Professor Bob Steele
Apart from co-directing the SCPN, Bob is also Chair of the UK national screening committee. Here we ask his expert insight into the benefits or potential harm of lung screening for early cancer detection.
Why lung screening?
Lung cancer has one of the poorest survival rates of any cancer, and in the UK less than 15% of patients will be alive at five years after diagnosis. However, with early diagnosis, the prognosis is very good. The problem is that early lung cancer does not usually cause alarm symptoms such as intractable cough or coughing blood which usually indicate advanced disease. Therefore, to pick up lung cancer early the best approach is to screen asymptomatic people.
What works in lung screening?
Low dose CT scanning in high-risk smokers and ex-smokers has been shown, in at least two trials, to reduce the risk of dying from lung cancer by about 30%. It must be stressed, however, that these trials were carried out in highly selected groups of people, who were probably not representative of average people at high risk of lung cancer.
Is lung screening relevant for nonsmokers or passive smokers?
There is no good evidence for this, but it is likely that the benefit would be very small and would probably be outweighed by the harm caused by screening large numbers of healthy people.
Is there a danger of creating a certificate of health effect?
Again, the evidence for this is very sketchy, but it is a concern that people who are undergoing regular screening for lung cancer might be less likely to quit.
Is it true we might see lung screening in car parks?
This is already happening in parts of England, but it is very patchy and not part of a systematic screening programme.
Will lung screening pick up all sorts of respiratory diseases as well as cancer?
Yes it will, but there is no evidence as yet that this is beneficial.
Does it really make a difference to outcome if lung cancer is detected early?

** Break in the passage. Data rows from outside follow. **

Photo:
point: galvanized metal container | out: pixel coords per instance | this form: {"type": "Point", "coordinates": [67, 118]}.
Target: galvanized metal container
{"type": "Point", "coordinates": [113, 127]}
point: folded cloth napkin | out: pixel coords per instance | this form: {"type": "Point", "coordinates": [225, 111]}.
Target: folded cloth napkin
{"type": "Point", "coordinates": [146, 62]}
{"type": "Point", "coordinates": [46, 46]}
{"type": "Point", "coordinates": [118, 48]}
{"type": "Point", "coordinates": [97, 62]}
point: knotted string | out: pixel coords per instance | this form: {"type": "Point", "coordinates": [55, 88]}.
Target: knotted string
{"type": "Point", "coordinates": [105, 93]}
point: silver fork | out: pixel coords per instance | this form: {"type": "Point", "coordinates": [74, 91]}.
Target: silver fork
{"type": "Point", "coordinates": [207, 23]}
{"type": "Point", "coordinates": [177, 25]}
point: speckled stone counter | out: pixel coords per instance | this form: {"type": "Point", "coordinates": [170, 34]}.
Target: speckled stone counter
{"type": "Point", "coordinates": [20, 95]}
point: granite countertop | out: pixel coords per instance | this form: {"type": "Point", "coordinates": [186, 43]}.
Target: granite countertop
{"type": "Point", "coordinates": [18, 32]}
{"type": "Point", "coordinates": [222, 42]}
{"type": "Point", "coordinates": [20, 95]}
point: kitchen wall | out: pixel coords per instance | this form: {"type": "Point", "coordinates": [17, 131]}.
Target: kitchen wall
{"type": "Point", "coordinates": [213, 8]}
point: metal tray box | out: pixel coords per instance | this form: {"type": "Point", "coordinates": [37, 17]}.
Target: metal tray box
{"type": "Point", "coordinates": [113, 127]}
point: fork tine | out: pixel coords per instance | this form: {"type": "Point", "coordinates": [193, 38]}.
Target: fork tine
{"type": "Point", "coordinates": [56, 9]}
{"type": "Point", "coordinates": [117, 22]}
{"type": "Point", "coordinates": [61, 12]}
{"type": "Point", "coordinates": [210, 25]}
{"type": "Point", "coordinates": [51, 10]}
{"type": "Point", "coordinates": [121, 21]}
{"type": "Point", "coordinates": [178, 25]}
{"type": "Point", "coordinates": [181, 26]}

Yes, without a doubt. However, it is not clear yet whether we should have a national, centrally organised screening programme. To do this, it would be necessary to identify everyone in the population who is at risk, and although it might be possible to do this through GP records, it is still not known how many people would engage with screening and to what extent they would benefit. A disadvantage of screening with
CT is that there are a lot of false positive results. These results would inevitably cause anxiety and might cause harm by leading to unnecessary investigations in a lot of people. We still need high quality research in this area to ensure that the balance between benefit and harm is favourable.